Photo de Évelyne DidierÉvelyne Didier :

Monsieur le président, madame la ministre, monsieur le secrétaire d’État, mes chers collègues, je veux dire quelques mots d’introduction sur les conditions d’examen de cette mission.

Alors qu’il s’agit d’une mission essentielle, traduisant des objectifs politiques fondamentaux, le temps imparti à son examen est, à nos yeux, bien trop court pour traiter de l’ensemble des sujets. En effet, la plupart des interventions l’ont montré, la problématique relative aux transports prend le pas sur l’ensemble de la mission, bien que tous les programmes soient importants. Une telle situation est frustrante pour nous et pour les agents responsables de ces sujets. Malheureusement, donc, il ne sera pas possible de traiter l’ensemble des programmes et des actions : la prévention des risques, dont les crédits sont trop faibles, la voie d’eau, confrontée à des enjeux stratégiques, l’« après-mines », sujet qui me touche particulièrement, les paysages, la biodiversité bien sûr, l’aérien, la météorologie, l’information géographique et cartographique et le maritime. Tous ces sujets sont importants, mais, je le répète, le temps manque pour les examiner.

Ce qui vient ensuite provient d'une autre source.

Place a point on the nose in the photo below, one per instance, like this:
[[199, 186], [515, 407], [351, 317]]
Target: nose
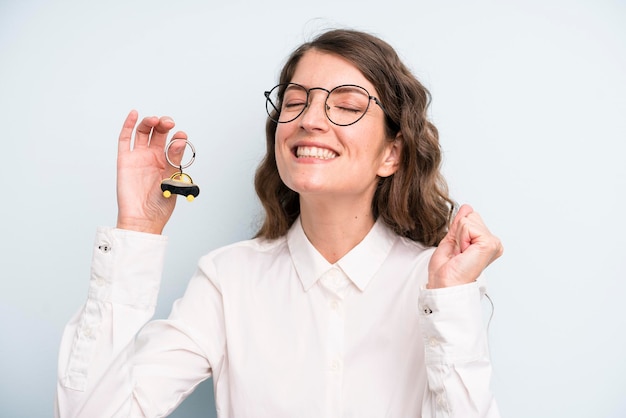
[[314, 115]]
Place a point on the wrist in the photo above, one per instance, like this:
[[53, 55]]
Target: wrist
[[139, 225]]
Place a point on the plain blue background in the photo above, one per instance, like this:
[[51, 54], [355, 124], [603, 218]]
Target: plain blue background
[[529, 97]]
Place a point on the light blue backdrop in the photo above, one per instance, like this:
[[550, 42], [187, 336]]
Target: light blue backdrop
[[529, 97]]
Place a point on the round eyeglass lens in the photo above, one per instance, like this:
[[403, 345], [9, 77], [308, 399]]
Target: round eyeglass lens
[[286, 102], [346, 105]]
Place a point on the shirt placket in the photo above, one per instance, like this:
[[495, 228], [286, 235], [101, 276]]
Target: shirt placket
[[335, 285]]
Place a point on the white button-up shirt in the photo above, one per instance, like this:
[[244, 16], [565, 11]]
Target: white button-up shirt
[[282, 332]]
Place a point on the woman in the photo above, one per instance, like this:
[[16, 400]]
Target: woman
[[355, 299]]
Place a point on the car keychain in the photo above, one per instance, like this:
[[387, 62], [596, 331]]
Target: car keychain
[[179, 182]]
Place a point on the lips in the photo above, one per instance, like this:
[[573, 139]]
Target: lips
[[315, 152]]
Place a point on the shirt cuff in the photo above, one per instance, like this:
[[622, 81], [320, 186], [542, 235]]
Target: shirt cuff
[[452, 323], [126, 267]]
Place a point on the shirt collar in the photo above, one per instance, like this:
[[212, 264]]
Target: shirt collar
[[360, 264]]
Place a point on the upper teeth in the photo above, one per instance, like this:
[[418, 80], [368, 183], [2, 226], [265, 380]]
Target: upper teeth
[[315, 152]]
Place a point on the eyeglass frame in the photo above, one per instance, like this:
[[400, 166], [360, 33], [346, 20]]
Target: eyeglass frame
[[326, 107]]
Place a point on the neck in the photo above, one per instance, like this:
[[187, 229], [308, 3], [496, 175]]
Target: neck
[[333, 228]]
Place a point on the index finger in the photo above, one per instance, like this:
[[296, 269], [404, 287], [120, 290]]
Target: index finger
[[126, 134]]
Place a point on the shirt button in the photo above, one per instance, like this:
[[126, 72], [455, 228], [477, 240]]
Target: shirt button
[[105, 247]]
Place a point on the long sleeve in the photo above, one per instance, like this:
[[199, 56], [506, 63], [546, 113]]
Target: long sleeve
[[98, 356], [456, 353]]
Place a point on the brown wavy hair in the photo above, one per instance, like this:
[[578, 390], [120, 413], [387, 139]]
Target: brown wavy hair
[[414, 201]]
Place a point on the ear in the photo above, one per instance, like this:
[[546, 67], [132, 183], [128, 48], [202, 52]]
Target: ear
[[391, 159]]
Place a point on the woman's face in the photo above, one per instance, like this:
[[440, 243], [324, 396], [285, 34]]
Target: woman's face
[[318, 158]]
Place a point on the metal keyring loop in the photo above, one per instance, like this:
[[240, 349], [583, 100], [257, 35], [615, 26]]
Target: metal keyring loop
[[167, 157]]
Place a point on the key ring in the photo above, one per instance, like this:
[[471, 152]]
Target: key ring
[[167, 155], [179, 182]]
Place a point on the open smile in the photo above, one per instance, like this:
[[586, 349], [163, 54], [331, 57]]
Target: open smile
[[315, 152]]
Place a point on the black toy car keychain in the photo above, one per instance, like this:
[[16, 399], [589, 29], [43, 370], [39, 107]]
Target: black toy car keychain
[[179, 182]]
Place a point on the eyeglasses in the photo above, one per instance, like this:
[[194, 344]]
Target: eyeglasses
[[344, 105]]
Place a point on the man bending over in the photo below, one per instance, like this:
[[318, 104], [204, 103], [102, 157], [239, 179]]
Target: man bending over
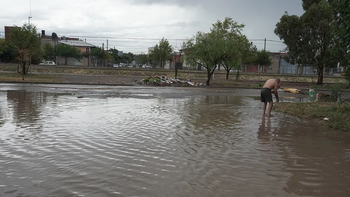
[[270, 86]]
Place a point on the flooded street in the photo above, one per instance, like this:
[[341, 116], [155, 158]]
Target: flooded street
[[61, 140]]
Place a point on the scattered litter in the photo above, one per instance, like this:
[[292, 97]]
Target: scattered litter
[[292, 90], [165, 81]]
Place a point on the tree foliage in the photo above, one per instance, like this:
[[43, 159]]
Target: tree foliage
[[310, 37], [141, 59], [161, 52], [224, 44], [27, 45], [48, 52], [342, 16], [236, 46], [262, 59]]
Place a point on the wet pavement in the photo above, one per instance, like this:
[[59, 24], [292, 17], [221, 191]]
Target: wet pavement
[[69, 140]]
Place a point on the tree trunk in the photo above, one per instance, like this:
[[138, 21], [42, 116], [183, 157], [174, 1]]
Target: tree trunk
[[23, 71], [320, 74], [209, 77], [176, 69]]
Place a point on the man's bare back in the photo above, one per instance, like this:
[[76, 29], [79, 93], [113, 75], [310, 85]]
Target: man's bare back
[[270, 83]]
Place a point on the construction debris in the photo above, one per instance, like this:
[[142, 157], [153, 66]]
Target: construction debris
[[165, 81]]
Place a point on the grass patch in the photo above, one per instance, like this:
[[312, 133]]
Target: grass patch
[[32, 78], [338, 114]]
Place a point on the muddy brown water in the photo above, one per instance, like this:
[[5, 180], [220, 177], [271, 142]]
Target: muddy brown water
[[61, 140]]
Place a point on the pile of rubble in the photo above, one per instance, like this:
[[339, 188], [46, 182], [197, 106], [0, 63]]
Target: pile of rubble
[[165, 81]]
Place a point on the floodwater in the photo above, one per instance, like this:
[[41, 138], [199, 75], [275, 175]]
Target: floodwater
[[129, 141]]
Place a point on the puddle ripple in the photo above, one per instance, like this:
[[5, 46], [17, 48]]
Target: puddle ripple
[[61, 145]]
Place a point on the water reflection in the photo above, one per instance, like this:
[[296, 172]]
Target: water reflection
[[197, 145]]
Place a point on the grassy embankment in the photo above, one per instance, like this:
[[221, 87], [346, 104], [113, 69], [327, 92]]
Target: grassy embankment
[[338, 114], [246, 80]]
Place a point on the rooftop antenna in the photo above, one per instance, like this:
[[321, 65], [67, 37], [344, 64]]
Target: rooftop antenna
[[30, 11]]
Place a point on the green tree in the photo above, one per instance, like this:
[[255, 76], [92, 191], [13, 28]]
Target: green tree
[[342, 29], [49, 52], [27, 46], [205, 49], [68, 51], [161, 52], [115, 56], [141, 59], [310, 37], [262, 59], [8, 53], [236, 46]]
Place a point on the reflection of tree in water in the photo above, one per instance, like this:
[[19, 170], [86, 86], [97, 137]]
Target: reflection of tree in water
[[314, 161], [211, 119], [26, 106]]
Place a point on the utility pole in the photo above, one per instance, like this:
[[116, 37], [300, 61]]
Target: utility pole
[[30, 12], [103, 59]]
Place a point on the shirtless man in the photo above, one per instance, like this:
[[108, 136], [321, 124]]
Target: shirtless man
[[270, 86]]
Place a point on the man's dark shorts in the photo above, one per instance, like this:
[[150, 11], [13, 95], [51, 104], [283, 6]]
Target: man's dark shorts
[[266, 95]]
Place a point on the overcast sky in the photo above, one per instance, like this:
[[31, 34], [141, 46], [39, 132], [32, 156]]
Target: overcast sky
[[135, 25]]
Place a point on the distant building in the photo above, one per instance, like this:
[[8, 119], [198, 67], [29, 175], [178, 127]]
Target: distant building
[[83, 46]]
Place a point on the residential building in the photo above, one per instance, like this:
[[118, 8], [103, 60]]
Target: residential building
[[83, 46]]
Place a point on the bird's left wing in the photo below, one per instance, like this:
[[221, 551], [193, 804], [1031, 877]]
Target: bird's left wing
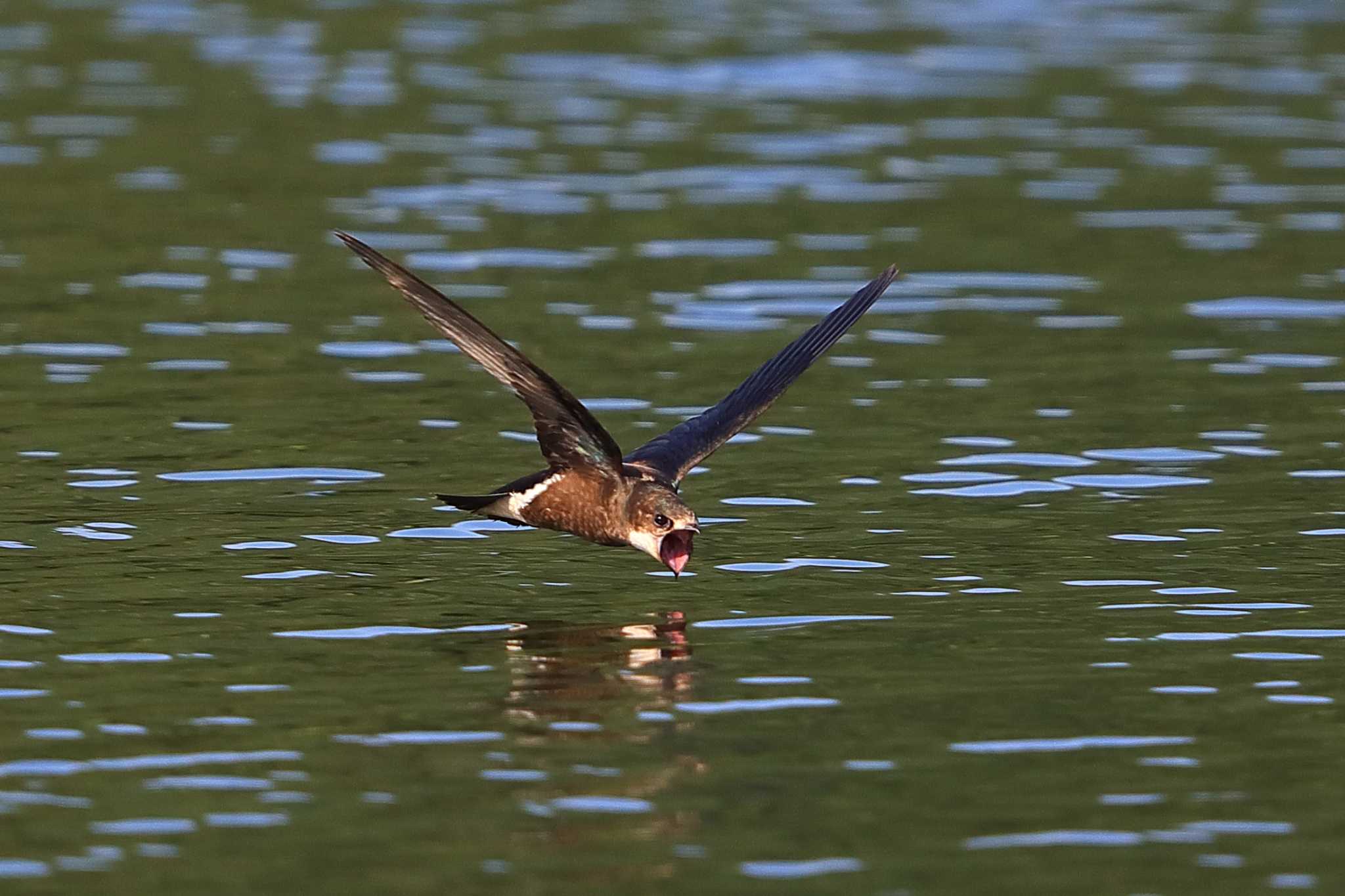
[[565, 429], [670, 456]]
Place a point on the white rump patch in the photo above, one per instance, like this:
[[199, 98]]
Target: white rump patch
[[512, 505]]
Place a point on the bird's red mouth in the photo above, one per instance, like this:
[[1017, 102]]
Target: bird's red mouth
[[676, 550]]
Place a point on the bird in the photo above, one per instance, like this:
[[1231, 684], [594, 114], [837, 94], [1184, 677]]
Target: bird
[[590, 488]]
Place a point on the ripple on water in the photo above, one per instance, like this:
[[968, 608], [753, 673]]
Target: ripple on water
[[246, 819], [766, 501], [602, 805], [1132, 480], [209, 782], [794, 563], [143, 826], [958, 476], [1067, 744], [27, 630], [331, 473], [753, 704], [1152, 454], [782, 622], [1019, 458], [1278, 656], [369, 350], [1056, 839], [116, 657], [420, 738], [997, 489], [362, 633], [795, 868], [23, 868]]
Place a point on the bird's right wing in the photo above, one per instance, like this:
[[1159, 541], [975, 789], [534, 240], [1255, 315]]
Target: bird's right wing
[[565, 429], [669, 457]]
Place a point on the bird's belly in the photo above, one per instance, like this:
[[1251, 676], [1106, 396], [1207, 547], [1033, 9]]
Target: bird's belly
[[569, 508]]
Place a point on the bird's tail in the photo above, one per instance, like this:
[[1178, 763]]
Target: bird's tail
[[470, 503]]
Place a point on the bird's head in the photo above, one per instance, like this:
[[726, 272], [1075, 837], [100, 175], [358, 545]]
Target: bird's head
[[661, 526]]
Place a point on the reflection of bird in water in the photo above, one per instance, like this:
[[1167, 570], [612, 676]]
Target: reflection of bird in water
[[563, 676], [562, 672], [588, 486]]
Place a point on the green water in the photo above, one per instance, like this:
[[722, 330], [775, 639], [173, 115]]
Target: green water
[[965, 717]]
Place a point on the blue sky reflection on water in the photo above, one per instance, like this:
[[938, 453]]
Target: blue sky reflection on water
[[1044, 554]]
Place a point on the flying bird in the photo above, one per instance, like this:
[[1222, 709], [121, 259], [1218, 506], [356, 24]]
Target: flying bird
[[588, 486]]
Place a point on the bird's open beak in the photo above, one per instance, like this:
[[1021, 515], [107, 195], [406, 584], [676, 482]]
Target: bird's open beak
[[676, 548]]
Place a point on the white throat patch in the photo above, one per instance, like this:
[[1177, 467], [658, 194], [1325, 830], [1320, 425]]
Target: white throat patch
[[646, 542]]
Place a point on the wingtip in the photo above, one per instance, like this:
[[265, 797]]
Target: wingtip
[[366, 253]]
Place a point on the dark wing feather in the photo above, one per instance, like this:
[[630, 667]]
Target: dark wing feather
[[670, 456], [567, 430]]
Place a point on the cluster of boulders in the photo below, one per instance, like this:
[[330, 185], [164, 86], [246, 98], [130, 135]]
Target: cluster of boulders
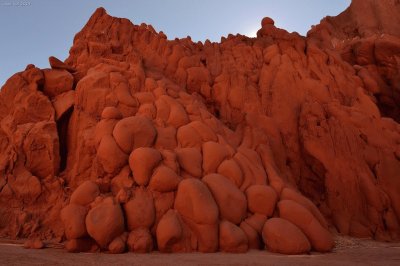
[[140, 143]]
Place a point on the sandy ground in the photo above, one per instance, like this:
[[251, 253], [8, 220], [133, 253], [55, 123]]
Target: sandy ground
[[348, 252]]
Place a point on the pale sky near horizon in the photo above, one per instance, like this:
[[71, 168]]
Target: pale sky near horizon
[[33, 30]]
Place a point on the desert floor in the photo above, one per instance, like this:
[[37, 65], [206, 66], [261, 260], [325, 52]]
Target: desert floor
[[348, 251]]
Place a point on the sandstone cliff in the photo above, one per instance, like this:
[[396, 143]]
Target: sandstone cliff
[[147, 143]]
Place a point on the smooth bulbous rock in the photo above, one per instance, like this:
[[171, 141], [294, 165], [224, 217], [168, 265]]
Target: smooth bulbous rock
[[195, 202], [231, 201], [73, 217], [212, 130], [164, 179], [139, 210], [142, 162], [319, 237], [134, 132], [282, 236], [261, 199], [105, 222], [140, 241], [232, 238]]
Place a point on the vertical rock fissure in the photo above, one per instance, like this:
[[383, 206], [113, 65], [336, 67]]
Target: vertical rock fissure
[[62, 129]]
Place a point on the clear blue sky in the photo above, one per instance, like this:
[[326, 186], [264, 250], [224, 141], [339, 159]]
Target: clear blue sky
[[33, 30]]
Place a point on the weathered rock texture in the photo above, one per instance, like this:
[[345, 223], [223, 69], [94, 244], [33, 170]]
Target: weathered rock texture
[[140, 143]]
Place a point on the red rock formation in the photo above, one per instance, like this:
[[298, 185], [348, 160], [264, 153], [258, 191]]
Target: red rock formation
[[137, 143]]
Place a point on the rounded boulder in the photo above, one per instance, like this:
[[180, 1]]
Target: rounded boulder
[[261, 199], [230, 200], [282, 236]]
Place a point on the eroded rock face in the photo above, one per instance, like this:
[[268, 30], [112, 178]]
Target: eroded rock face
[[136, 142]]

Nous aurions a fortiori aimé pouvoir évoquer les projets d’avenir qui concernent votre ministère, madame la ministre, monsieur le secrétaire d’État, et que nous étudierons bientôt.

Par conséquent, et pour simplifier les choses, nous proposons que, à l’avenir, le programme relatif aux transports redevienne, comme c’était le cas auparavant, une mission autonome.

Cela étant, le projet de loi de finances pour 2015 marque une nouvelle fois une réduction des moyens financiers et humains. Après une baisse de 6, 5 % l’an dernier, les crédits diminuent encore de 5, 81 %, passant de 7, 065 milliards d’euros à 6, 65 milliards d’euros. Le plafond d’emplois accuse, quant à lui, une baisse de 735 équivalents temps plein. De surcroît, les projections budgétaires pour les années 2016 et 2017 confirment durablement cette tendance, puisque les crédits envisagés diminueront pour s’établir, chaque année respective, à 6, 588 milliards d’euros et 6, 558 milliards d’euros. Le cadre est posé !

J’en viens plus particulièrement au programme « Infrastructures et services de transports ».

Le report, que nous souhaitons, du transport routier vers d’autres modes, notamment pour les transports longs, devrait constituer l’objectif premier. Le « tout routier » est en effet une aberration sur le plan de l’émission des gaz à effet de serre, de la sécurité et de la dépense publique.

Pourtant, au sein de ce programme, seuls les crédits relatifs aux infrastructures routières sont en hausse, de 12 %, provenant de fonds de concours. Parallèlement, les crédits affectés aux infrastructures de transports collectifs et ferroviaires diminuent de 14, 8 %. Cette baisse est certes essentiellement due à la suppression de la subvention d’équilibre à l’AFITF, mais elle résulte aussi de la diminution de 2, 9 % des concours à Réseau ferré de France, ou RFF, alors même que les besoins de régénération sont immenses.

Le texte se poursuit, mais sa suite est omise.